Mel Tapper , the returning combat veteran coordinator for the Boston area, who also works with National Guard readiness groups, said that families who pray each day for their soldier's safe return find it hard to think of anything beyond that point.

``But, after the initial euphoria, you have to deal with the reality," he said.

Matt Cary , president of the Washington-based advocacy group, Veterans and Military Families for Progress, said he is lobbying for expanded services for military families after deployment, noting high divorce rates among military couples.

Nancy Lessin , a Boston resident who cofounded Military Families Speak Out, which opposes the war, said that reunions are invariably bittersweet because soldiers return fundamentally changed.

``No one comes back from this war safe and sound," she said. ``Our loved ones who left do not come back."

In Brockton, a strong kinship pervades the room at the Army Reserve Center as members share smiles, empathetic looks, and nervous laughs. No one mentions the war, except to ask how a loved one is doing, and whether they've been able to get through on the phone. They want nothing more than to have their spouses and children safely beside them again, but they understand that reconnecting will take time.

``When they get back, it's wonderful, but everything's changed," said Lillian Connolly , the wife of an Army staff sergeant, Joseph Connolly Jr., and the readiness group leader. ``They don't know what the kids eat, what their bedtime is. You adjust to them being gone and suddenly it's, `` `Hi, honey, I'm home.' "
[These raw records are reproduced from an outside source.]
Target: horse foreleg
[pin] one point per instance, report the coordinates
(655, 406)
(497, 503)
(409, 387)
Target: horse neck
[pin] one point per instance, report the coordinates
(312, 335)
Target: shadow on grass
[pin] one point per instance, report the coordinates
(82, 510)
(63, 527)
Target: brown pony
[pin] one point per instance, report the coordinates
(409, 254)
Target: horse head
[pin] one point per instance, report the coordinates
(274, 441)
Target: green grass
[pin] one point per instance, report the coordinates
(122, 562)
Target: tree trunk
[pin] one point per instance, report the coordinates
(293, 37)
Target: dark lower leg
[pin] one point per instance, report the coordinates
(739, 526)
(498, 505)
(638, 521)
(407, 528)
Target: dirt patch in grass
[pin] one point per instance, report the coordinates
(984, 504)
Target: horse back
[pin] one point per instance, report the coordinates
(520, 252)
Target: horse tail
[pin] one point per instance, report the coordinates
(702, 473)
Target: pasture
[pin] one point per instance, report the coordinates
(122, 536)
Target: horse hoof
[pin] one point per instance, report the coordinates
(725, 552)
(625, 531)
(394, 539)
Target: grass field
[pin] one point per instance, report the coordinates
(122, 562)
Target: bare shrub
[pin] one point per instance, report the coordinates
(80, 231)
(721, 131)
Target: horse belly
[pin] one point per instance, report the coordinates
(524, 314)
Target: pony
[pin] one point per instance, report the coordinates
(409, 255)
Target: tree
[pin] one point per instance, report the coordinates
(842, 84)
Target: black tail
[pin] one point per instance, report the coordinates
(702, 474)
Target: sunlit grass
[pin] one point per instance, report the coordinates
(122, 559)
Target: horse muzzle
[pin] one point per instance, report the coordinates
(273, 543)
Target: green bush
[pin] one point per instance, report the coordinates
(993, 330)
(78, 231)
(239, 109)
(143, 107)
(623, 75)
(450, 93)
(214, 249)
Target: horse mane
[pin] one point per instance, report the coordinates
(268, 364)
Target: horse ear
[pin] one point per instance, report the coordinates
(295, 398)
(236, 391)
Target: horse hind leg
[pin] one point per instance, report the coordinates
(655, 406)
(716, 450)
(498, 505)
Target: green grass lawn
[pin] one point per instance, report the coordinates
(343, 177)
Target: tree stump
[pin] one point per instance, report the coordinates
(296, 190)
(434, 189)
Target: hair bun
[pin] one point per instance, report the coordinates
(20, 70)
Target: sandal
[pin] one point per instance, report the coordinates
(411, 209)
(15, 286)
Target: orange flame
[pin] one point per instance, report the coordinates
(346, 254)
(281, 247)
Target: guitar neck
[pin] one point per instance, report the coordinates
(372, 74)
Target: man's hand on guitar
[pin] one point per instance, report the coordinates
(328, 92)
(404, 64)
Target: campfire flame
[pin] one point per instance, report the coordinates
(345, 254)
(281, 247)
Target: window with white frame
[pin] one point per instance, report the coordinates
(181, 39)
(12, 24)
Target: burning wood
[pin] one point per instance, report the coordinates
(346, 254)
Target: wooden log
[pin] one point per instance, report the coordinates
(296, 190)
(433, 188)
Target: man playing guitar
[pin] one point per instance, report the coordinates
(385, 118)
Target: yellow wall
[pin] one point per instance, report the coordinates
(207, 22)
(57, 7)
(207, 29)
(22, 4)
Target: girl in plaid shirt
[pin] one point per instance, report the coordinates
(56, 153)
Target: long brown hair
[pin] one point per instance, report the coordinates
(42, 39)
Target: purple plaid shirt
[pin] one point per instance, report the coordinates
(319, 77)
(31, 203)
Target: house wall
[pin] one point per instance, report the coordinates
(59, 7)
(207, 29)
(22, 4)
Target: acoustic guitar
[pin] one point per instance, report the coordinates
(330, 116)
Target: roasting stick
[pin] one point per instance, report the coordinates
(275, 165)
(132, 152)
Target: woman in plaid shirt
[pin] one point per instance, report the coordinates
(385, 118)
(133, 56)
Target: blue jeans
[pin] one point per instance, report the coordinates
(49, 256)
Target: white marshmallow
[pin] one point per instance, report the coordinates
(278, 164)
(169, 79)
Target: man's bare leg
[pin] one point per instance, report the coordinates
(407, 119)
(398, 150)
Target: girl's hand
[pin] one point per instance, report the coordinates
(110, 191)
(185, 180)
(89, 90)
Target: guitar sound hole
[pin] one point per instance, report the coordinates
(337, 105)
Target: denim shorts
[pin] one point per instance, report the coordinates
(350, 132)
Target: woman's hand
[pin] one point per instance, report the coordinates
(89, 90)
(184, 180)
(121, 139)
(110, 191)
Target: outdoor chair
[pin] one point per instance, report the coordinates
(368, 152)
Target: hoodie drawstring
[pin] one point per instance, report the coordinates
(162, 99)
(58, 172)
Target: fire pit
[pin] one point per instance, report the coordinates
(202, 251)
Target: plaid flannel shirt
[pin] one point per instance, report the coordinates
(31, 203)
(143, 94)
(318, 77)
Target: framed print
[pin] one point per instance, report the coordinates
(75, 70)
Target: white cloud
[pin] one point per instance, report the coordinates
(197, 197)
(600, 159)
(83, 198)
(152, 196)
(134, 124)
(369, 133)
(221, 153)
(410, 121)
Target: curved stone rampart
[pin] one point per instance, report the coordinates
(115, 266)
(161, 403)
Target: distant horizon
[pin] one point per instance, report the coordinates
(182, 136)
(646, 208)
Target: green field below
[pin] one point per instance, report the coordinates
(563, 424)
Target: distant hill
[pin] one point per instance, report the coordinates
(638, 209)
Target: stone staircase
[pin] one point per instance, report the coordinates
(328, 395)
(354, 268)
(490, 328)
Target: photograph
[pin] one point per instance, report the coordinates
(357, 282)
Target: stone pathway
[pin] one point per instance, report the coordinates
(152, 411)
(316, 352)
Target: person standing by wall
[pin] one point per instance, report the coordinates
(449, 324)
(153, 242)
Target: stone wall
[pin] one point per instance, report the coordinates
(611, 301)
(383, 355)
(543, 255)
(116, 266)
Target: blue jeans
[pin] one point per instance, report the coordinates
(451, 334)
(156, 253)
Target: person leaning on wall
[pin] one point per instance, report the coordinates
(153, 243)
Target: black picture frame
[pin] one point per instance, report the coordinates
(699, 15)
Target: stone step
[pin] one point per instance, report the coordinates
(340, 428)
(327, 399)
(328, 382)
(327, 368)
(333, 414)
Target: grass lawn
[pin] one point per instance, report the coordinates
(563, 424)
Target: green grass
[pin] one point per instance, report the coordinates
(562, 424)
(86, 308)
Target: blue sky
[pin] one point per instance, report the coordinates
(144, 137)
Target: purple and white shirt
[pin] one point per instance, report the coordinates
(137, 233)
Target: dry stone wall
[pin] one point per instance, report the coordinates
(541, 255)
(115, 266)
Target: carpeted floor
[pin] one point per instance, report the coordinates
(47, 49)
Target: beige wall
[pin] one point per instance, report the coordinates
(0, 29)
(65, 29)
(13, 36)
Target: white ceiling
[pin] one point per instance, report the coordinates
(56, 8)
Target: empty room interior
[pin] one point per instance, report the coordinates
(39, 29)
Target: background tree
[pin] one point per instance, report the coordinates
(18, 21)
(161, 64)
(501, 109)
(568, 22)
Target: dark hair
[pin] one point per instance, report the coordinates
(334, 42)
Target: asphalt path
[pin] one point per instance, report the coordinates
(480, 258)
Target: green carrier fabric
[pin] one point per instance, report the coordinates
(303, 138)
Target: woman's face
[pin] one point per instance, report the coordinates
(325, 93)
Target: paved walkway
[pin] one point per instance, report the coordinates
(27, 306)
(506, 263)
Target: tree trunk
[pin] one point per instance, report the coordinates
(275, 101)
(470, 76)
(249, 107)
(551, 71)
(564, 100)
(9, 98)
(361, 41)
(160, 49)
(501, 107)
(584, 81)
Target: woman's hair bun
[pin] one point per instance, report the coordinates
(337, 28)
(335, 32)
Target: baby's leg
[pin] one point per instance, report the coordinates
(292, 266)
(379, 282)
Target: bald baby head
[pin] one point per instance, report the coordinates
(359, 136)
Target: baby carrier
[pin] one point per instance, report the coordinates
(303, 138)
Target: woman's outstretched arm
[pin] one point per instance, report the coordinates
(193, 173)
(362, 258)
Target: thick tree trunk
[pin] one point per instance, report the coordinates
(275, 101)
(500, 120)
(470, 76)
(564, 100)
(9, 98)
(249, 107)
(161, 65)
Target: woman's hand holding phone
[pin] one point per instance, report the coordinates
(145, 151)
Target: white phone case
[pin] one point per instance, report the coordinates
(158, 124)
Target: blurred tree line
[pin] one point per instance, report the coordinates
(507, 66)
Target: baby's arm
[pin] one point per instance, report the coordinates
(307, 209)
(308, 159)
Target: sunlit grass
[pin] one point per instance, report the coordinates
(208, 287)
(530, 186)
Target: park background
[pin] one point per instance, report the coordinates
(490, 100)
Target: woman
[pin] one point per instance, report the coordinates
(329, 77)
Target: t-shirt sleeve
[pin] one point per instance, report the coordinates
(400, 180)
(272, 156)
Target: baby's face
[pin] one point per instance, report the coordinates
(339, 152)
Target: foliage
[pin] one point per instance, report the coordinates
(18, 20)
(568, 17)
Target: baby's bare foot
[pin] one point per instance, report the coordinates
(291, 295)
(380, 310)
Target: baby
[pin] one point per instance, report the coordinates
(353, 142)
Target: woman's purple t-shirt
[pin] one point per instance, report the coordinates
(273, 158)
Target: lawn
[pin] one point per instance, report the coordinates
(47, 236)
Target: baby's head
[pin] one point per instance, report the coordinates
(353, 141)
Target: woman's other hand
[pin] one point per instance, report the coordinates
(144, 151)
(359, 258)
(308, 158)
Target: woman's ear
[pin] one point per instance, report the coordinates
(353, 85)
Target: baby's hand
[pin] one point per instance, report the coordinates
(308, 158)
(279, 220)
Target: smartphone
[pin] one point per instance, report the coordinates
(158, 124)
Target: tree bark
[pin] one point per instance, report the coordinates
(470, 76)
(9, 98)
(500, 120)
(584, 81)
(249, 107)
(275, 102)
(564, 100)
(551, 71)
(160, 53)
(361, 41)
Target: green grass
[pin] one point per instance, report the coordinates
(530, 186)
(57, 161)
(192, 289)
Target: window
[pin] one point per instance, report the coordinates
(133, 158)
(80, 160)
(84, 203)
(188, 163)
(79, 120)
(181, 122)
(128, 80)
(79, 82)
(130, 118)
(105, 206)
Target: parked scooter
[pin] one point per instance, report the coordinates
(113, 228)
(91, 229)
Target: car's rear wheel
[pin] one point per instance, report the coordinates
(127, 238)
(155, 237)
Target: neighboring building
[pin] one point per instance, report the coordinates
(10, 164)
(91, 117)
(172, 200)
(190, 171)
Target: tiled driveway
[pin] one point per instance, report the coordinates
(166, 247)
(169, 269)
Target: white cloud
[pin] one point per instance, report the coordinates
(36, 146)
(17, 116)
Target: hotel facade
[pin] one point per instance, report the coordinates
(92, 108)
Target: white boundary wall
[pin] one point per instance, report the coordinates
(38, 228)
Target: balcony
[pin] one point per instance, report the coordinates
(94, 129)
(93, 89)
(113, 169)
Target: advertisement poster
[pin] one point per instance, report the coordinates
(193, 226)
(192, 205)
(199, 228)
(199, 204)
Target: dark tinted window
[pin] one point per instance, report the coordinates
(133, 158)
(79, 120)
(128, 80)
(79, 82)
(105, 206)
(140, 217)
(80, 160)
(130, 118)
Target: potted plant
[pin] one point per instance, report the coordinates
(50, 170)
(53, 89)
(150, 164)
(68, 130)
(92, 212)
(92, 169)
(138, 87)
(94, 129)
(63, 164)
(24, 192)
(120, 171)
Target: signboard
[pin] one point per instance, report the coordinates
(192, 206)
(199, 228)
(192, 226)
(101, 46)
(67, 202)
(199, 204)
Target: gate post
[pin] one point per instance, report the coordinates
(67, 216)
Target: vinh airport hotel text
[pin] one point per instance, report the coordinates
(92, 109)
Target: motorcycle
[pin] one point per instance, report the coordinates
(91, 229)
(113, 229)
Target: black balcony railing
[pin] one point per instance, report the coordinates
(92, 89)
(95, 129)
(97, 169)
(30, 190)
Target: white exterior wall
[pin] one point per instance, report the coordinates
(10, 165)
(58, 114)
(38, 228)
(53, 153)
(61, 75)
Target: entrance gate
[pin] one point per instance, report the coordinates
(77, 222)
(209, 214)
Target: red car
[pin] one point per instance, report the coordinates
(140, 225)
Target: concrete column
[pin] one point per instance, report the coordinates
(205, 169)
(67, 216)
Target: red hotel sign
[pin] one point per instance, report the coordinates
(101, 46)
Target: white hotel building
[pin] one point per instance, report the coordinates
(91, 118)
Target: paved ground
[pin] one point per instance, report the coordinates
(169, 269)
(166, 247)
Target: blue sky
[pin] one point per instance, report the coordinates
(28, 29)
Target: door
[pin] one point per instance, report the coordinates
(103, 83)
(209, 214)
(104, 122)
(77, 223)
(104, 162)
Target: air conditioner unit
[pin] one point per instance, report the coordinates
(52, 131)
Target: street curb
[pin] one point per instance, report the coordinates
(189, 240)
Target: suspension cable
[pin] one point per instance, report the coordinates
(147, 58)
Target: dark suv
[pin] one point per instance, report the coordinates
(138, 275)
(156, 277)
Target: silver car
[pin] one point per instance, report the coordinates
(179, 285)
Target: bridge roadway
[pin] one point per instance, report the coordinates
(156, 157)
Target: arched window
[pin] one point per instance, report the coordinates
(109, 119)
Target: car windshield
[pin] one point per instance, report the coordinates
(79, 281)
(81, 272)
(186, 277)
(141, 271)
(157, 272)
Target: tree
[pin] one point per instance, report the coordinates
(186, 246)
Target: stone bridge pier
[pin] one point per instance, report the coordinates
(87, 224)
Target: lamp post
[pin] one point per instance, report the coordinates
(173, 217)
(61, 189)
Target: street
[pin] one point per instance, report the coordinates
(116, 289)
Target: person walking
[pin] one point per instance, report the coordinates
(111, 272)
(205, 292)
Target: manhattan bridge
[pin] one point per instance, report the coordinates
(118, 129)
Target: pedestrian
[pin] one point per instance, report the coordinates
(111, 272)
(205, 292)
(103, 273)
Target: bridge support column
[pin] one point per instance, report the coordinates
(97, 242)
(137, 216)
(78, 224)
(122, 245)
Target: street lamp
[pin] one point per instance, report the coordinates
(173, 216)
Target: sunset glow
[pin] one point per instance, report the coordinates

SOFAR and the group plan to keep meeting after the unit returns. When the unit returned from its first tour, families felt unprepared to handle the anxiety, paranoia, and restlessness many soldiers experienced. This time, relatives believe they will be able to spot the warning signs and have fewer illusions that their lives will resume without a hitch.

Connolly said members started preparing for the unit's return ``as soon as they left," to minimize the readjustment, and Croucher, who suffered post traumatic stress disorder after serving in Vietnam, counsels patience.

``It takes at least as long as the deployment for you both to get your nervous system back to normal," Croucher told the group. Many soldiers return home wary and withdrawn, hesitant to show affection, he said.

``They're still soldiers," he said. ``They're not husbands and parents yet."

Carney, a 44-year-old Canton resident, said she is relieved the group will continue its meetings, and that she has tried to remain ``cautious about my expectations" despite her excitement that a year that has ``felt like five" is nearly over.

As the meeting wrapped up, Croucher urged the group to call if they see signs of erratic behavior.

``Only time will bring your soldier back to you. Remember that."